Recombinant Saccharomyces cerevisiae Calcium channel YVC1 (YVC1)

What is YVC1 and where is it localized in Saccharomyces cerevisiae?

YVC1 (yeast vacuolar conductance 1), also known as transient receptor potential yeast1 (TRPY1), is the only member of the TRP superfamily expressed in Saccharomyces cerevisiae. It is a calcium-permeable channel responsible for the efflux of vacuolar Ca²⁺ to the cytoplasm.
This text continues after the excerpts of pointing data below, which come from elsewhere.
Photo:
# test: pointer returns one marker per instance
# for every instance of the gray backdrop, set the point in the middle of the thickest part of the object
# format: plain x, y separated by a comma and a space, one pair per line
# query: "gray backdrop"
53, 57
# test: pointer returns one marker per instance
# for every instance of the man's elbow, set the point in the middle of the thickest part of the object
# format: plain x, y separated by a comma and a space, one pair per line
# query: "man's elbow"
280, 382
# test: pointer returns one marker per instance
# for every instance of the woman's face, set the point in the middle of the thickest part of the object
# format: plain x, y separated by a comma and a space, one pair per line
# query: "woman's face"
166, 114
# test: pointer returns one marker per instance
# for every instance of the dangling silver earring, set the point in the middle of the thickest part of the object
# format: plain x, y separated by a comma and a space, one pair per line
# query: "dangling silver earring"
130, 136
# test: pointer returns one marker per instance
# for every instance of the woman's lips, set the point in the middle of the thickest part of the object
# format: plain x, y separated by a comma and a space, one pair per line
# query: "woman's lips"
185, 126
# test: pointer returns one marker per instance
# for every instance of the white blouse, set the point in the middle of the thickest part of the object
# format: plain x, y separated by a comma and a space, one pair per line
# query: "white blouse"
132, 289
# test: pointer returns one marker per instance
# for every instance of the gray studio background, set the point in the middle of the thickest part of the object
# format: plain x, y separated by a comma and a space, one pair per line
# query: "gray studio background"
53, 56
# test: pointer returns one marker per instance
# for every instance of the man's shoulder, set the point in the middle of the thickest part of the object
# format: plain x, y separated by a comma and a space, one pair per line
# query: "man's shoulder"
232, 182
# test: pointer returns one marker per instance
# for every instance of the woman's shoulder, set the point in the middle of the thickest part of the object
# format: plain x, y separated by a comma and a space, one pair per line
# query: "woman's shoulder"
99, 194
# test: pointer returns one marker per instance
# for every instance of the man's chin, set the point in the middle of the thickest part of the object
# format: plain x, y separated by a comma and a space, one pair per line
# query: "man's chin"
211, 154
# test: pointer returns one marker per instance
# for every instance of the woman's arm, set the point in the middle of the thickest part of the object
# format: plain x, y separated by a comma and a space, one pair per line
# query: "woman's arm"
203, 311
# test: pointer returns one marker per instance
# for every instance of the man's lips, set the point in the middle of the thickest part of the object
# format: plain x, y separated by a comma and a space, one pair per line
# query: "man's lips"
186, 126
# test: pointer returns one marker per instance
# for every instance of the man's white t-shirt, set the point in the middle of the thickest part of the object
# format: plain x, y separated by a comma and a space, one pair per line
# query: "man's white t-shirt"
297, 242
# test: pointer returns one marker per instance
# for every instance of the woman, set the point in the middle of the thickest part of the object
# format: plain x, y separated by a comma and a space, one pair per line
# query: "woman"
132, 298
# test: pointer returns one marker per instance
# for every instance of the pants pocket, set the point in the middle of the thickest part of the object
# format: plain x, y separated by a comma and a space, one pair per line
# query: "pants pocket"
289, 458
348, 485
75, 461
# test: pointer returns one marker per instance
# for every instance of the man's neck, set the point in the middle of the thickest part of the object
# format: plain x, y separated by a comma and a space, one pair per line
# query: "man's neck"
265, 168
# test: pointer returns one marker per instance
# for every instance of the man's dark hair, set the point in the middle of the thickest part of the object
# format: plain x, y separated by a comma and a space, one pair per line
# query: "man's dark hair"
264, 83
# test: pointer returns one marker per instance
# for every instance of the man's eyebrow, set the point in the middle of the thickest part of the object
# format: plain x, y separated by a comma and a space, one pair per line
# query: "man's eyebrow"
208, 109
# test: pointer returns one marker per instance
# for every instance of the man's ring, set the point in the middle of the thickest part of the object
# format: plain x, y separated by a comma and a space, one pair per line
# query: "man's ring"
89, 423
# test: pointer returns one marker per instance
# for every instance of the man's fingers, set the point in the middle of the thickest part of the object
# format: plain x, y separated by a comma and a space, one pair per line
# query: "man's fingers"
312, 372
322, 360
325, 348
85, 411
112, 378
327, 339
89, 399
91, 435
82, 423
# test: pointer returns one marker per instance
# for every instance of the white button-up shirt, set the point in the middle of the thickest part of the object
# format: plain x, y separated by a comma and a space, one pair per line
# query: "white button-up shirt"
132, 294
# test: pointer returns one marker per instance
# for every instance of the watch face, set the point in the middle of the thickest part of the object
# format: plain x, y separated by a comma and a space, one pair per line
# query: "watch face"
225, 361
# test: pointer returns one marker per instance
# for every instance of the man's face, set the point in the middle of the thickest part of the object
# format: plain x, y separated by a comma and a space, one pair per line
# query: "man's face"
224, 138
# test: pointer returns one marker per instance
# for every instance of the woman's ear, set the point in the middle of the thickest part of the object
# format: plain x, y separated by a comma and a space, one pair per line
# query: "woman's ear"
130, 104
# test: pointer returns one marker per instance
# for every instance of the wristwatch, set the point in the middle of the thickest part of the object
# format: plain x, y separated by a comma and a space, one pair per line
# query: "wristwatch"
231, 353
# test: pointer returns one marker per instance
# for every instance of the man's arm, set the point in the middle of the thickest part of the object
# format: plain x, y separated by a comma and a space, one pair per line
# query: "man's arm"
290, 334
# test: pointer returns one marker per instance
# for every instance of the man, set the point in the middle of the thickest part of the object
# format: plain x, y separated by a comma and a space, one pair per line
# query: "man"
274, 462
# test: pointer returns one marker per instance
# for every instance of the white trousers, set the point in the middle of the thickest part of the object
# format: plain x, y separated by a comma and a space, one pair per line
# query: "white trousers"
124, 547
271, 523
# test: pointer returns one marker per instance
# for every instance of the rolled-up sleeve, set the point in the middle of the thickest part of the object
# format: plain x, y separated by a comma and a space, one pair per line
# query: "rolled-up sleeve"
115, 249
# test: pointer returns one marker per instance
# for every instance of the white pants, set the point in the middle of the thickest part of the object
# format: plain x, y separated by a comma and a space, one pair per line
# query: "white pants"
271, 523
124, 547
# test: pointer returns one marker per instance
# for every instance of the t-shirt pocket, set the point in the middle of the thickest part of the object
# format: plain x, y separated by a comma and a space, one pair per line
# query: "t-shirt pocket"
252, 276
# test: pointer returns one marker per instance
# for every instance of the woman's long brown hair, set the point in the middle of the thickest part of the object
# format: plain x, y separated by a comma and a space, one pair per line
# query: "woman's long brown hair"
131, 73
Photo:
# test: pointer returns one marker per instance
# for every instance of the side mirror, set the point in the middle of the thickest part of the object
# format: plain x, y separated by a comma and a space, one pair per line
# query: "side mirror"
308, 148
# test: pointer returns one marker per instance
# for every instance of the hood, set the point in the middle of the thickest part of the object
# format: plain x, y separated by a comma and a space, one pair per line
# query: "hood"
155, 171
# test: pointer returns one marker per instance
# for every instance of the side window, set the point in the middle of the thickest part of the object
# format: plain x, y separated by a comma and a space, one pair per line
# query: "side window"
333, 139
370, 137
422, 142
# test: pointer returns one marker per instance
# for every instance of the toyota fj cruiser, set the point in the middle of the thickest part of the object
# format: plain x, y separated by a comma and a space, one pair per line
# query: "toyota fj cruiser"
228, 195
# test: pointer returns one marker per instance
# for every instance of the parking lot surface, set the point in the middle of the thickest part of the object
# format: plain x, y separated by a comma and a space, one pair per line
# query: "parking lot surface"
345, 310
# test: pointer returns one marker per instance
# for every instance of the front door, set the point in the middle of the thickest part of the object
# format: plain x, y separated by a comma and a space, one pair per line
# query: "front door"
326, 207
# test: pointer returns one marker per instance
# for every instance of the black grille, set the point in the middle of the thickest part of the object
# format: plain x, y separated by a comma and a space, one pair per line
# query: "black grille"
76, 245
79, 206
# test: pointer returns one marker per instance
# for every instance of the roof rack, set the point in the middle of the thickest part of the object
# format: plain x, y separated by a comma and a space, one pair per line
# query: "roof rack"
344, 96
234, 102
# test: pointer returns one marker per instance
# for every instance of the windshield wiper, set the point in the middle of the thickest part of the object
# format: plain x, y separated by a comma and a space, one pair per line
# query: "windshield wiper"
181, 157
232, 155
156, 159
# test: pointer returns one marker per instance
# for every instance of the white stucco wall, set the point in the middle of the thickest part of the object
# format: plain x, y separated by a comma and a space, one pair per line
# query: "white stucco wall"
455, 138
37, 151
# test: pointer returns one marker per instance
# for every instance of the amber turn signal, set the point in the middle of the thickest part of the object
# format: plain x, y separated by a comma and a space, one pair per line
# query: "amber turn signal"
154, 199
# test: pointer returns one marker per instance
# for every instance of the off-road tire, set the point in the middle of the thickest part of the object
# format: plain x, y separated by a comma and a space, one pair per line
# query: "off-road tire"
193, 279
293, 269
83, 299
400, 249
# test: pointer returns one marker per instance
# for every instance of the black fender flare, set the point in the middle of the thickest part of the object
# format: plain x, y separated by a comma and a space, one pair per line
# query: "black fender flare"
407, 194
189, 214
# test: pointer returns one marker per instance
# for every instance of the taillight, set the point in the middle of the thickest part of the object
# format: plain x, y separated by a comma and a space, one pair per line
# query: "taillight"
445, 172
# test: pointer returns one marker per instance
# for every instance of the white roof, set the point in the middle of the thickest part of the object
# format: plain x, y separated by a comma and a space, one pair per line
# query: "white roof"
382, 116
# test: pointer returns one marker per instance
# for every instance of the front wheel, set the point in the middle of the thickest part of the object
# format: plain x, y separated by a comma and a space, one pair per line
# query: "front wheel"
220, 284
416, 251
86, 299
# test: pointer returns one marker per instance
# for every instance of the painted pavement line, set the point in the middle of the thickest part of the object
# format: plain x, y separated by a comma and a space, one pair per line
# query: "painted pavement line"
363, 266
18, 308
Immunodetection of tagged YVC1 gene product has conclusively demonstrated that YVC1 is primarily localized in the vacuole membrane, not in other intracellular membranes . This localization has been confirmed through subcellular fractionation techniques using Accudenz density gradient centrifugation followed by Western blot analysis . When researchers attempt to overexpress YVC1, the excess protein accumulates in the endoplasmic reticulum rather than the vacuole, though the functional channels remain confined to the vacuolar membrane .

What is the structural composition of the YVC1 channel?

YVC1 comprises 675 amino acid residues with a molecular weight of 78 kDa . Similar to all TRP family members, YVC1 contains six predicted transmembrane domains (TMDs) with cytosolic N- and C-termini and a hydrophobic pore region located between TMD5 and TMD6 . TMD6 forms part of the ion conduction pathway and participates in cation channel gating deactivation . A key structural feature is the short amino acid sequence motif "VILLNILIALY" between residues 448-458 in TMD6 . For experimental purposes, researchers have successfully created epitope-tagged versions of YVC1, including HA-tagged and His-tagged constructs, which maintain functional channel activity while allowing immunological detection .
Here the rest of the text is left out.